Best way to parse a word document?

jpollar · October 31, 2012, 2:12pm

I am trying to parse word documents that contain job requisitions into XML.
The problem I’m having is the fields are not very standard.
For example, I’ll get one job with the current format
----------------------------------------------------
JobID: 123
Title: .Net Developer
Description: blah blah blah
Mandatory Skills: blah blah blah
----------------------------------------------------
Desired XML Result:
123
.Net Developer
blah blah blah
blah blah blah
----------------------------------------------------
And then the next one might look like this
----------------------------------------------------
JobID: 222
Title: SharePoint Developer
Rate: $80/hr
Description: blah blah blah
blah blah blah
----------------------------------------------------
Desired XML Result:
222
SharePoint Developer
$80/hr
blah blah blah
blah blah blah
----------------------------------------------------
As you can see, each line that starts with a descriptor of the data is followed by a colon.
I need a way to create an XML tag for each descriptor and put its value inside.
Any ideas???

awais.hafeez · November 1, 2012, 12:15pm

Hi James,

Thanks for your inquiry. Could you please attach your sample Word document here for testing? I will investigate the structure of your document and provide you code to achieve what you’re looking for.

Best Regards,

jpollar · November 1, 2012, 12:38pm

Attached.
Thanks for your help.

awais.hafeez · November 2, 2012, 11:33am

Hi James,

Thanks for your inquiry.

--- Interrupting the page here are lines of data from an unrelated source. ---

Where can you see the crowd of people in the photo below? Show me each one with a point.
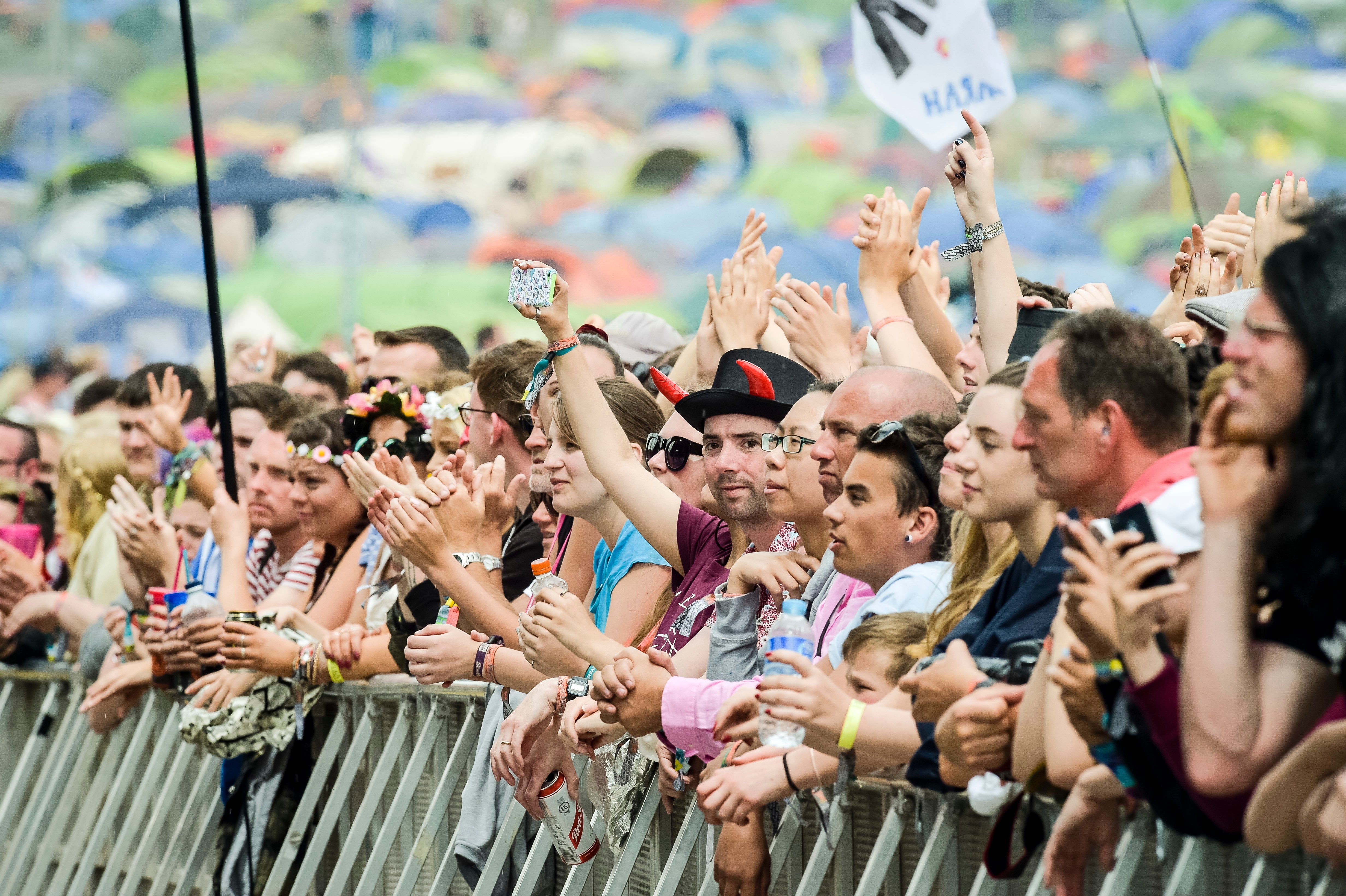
(999, 544)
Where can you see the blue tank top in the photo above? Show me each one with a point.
(612, 565)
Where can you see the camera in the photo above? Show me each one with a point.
(1016, 668)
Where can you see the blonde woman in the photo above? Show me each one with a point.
(88, 467)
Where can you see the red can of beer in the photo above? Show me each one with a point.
(571, 832)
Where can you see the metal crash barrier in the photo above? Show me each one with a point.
(135, 812)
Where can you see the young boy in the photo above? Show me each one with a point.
(875, 653)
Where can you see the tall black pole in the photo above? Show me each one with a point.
(208, 247)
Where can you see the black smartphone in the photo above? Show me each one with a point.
(1137, 518)
(1033, 328)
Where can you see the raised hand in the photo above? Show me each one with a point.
(1274, 221)
(554, 321)
(893, 255)
(929, 271)
(415, 533)
(1189, 331)
(819, 329)
(169, 405)
(1092, 296)
(498, 502)
(739, 310)
(971, 173)
(1229, 232)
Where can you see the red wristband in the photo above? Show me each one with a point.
(885, 322)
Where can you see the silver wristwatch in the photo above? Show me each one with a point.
(474, 558)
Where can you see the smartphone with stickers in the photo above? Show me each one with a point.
(532, 287)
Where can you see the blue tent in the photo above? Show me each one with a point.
(150, 328)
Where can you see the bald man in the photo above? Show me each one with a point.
(870, 396)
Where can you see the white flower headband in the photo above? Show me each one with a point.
(435, 411)
(322, 454)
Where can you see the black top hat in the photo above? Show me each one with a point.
(742, 389)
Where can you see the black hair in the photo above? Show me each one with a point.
(30, 449)
(1306, 278)
(446, 345)
(1201, 360)
(318, 368)
(1056, 295)
(926, 432)
(134, 391)
(100, 391)
(262, 397)
(600, 342)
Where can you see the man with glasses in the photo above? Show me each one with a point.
(497, 427)
(1106, 424)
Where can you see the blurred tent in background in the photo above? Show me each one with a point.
(387, 162)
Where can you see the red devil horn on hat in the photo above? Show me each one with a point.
(760, 385)
(669, 389)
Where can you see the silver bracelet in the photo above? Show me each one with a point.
(976, 235)
(474, 558)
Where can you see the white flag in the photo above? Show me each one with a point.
(925, 61)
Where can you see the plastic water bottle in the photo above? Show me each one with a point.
(792, 632)
(544, 578)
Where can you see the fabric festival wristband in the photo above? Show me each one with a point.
(885, 322)
(489, 671)
(789, 779)
(480, 661)
(851, 727)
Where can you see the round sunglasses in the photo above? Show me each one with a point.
(676, 450)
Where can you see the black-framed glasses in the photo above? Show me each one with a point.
(365, 447)
(676, 450)
(789, 444)
(890, 428)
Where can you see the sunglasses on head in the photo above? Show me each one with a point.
(367, 447)
(676, 450)
(894, 430)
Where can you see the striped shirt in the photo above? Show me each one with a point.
(297, 574)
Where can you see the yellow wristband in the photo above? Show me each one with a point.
(851, 727)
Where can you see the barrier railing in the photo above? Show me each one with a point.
(87, 813)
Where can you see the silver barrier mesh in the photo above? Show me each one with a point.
(134, 813)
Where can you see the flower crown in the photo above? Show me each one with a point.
(322, 454)
(384, 399)
(433, 409)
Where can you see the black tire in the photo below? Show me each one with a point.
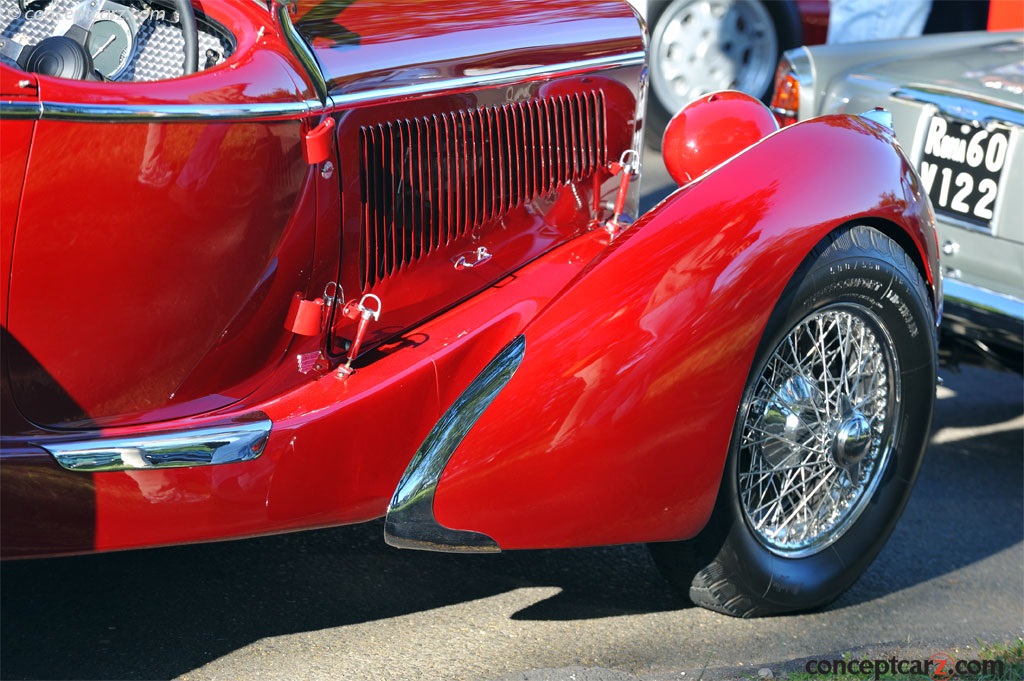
(764, 552)
(784, 31)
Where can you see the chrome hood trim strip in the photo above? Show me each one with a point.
(52, 111)
(302, 51)
(201, 447)
(341, 98)
(411, 522)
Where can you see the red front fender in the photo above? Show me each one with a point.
(615, 426)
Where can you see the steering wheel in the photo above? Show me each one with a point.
(67, 56)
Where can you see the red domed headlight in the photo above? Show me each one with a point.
(712, 129)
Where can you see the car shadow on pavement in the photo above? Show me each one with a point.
(165, 612)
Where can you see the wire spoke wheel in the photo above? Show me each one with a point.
(828, 435)
(818, 430)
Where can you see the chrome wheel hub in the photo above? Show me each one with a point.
(701, 46)
(817, 430)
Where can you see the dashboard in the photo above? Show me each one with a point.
(127, 41)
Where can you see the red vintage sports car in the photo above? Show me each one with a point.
(275, 266)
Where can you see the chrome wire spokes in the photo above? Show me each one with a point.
(818, 429)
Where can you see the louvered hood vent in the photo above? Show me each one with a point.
(453, 198)
(430, 181)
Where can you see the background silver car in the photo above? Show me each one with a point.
(957, 107)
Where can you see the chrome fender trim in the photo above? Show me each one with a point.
(411, 522)
(201, 447)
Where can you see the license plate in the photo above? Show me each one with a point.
(962, 168)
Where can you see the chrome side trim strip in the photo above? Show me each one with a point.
(19, 110)
(202, 447)
(976, 297)
(411, 522)
(484, 80)
(53, 111)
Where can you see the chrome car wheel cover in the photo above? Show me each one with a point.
(818, 430)
(701, 46)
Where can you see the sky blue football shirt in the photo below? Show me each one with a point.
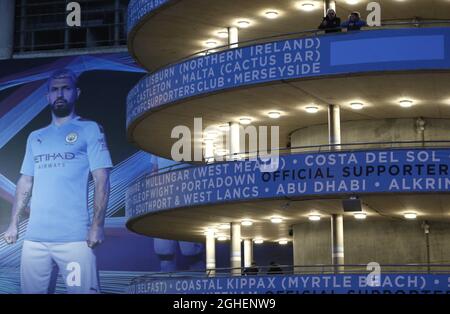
(60, 159)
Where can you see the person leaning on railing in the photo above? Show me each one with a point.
(354, 22)
(331, 23)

The easy way to parse this document, I can suggest you, is first convert your document to TXT format, then read the TXT file line by line and search for a colon characters within each line and split the line into left and right parts. That is If an occurrence of a colon character is found, keep the left part (from colon to the line beginning) as an XML Node and store the right part as its data until you found another colon in some other line. I hope, this helps.

Best Regards,

jpollar · November 2, 2012, 11:54am

I’m already able load this into an object using Aspose and parse it using search functions for each node using keywords.
The problem is that it’s not the most efficient way.
I don’t know how to do what you describe below and get the desired results. That’s the entire problem. Thanks for trying though.
“That is If an occurrence of a colon character is found, keep the left part (from colon to the line beginning) as an XML Node and store the right part as its data until you found another colon in some other line.”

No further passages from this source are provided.